Republican presidential candidate and former president Donald Trump reacts to hecklers as he leaves the stage after addressing the Libertarian Party’s national convention in Washington, D.C., May 25, 2024. (Brian Snyder/Reuters)

“The Libertarian Party should nominate Trump for president of the United States,” Trump said in an address to the Libertarian National Convention over the weekend. The exhortation was met with a resounding chorus of boos and jeers. “What?” the former president asked, reeling from the hostile reception. “Only if you want to win,” he steadied himself. “Maybe you don’t want to win.”

When it comes to the Libertarian Party, that’s not an assumption that can be summarily ruled out. But nor is it especially remarkable to see a group of committed ideologues beholden to the promotion of laissez-faire economics at home and nonintervention abroad look askance at the former Republican president, particularly given his explicit disdain for the virtues of small government.

Nor should the reaction to Trump surprise anyone given the way in which he solicited libertarians’ support. Trump insisted that he was himself a “libertarian without even trying to be one.” Why?
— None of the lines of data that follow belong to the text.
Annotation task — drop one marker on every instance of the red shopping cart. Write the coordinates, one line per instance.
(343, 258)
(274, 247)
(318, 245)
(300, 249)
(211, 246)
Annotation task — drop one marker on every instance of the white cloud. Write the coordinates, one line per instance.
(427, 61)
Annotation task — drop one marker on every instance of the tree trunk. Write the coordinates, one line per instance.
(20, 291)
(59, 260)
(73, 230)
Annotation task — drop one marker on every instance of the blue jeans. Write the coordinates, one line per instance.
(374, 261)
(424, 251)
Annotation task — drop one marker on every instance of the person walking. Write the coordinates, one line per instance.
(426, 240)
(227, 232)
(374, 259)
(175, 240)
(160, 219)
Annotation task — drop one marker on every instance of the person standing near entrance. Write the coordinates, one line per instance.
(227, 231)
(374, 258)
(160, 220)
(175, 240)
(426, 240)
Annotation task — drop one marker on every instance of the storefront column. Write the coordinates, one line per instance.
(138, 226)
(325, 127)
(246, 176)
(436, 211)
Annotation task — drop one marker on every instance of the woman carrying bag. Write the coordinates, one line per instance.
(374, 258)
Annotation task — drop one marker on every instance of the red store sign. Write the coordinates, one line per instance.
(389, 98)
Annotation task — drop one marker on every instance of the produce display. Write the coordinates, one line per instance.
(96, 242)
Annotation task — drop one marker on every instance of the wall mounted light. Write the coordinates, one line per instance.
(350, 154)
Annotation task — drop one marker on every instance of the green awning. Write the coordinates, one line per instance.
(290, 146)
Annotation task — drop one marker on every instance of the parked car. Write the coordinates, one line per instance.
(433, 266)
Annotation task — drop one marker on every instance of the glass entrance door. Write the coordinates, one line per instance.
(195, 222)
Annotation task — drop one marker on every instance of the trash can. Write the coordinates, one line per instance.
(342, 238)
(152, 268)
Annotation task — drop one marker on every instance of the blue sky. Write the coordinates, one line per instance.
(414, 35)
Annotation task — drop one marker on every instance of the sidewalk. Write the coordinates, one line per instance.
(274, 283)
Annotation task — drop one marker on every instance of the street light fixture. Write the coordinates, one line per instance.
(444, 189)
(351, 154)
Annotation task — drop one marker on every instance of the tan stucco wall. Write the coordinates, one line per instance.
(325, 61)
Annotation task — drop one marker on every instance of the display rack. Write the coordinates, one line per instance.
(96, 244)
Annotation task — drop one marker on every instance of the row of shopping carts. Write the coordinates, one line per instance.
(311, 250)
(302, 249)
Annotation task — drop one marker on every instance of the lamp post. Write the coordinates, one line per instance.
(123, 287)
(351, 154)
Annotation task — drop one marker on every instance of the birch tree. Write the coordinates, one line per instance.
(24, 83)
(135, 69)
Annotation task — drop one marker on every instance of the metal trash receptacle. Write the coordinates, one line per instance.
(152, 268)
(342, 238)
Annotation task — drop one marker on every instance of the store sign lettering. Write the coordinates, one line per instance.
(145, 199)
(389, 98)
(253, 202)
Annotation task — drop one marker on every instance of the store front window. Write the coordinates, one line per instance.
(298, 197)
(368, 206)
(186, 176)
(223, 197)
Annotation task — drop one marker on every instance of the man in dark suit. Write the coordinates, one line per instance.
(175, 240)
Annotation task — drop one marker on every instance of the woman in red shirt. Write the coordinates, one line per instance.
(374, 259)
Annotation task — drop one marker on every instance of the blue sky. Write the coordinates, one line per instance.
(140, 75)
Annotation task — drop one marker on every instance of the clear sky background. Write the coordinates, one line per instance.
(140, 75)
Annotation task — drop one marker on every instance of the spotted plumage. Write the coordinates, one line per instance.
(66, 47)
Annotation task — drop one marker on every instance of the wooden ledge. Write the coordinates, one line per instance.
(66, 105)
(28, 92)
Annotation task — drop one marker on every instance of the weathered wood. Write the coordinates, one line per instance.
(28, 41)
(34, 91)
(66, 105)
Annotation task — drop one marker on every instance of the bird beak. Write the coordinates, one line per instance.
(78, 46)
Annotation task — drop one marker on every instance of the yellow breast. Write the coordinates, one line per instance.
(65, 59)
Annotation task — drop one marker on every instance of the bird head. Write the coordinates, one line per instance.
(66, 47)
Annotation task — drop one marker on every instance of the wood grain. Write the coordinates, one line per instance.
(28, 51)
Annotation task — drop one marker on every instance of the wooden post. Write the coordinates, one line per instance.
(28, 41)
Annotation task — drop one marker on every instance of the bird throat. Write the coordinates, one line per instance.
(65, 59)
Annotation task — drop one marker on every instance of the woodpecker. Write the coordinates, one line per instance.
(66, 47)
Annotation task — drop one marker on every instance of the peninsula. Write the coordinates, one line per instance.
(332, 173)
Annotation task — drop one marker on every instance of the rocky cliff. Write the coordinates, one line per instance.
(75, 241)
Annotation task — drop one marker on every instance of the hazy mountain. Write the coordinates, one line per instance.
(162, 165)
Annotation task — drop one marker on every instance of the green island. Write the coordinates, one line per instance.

Because “in the last year, I’ve been indicted by the government on 91 different things, so, if I wasn’t a libertarian before, I sure as hell am one now.”

For libertarians who come to their free-market maximalism and civil libertarianism by way of an intellectual exercise, Trump’s shallow profession of fealty to the libertarian movement comes off as remarkably flip. His conversion narrative begins and ends with a self-pitying reflection on his own circumstances. It culminates in the stereotype that libertarians are thoughtlessly soft on crime. By the end of his solicitation, Trump appears to lose even the few convention attendees who initially cheered his appearance.

Trump seemed embittered by his reception. “Keep getting your 3 percent every four years,” he closed dismissively. The animosity is clearly mutual.

In recent weeks, Trump and his campaign have received deserved plaudits for making the most of the former president’s legal obligations by cleverly holding impromptu campaign events in New York City’s diverse boroughs. Even if no one expects Trump to carry the Bronx in November, making a show of his appeal to voters outside the Republican base is still valuable. Not only can that approach yield dividends by peeling off Democratic voters on the margins, it also hijacks the news cycle. The Biden campaign seems incapable of doing anything interesting, and Trump has filled the void left by the president’s comatose reelection effort.

But there are risks in that strategy as well as rewards. As the former president’s appearance before the Libertarian Convention demonstrates, there’s little value in appealing to voters outside the base if the candidate cannot conceal his contempt for them.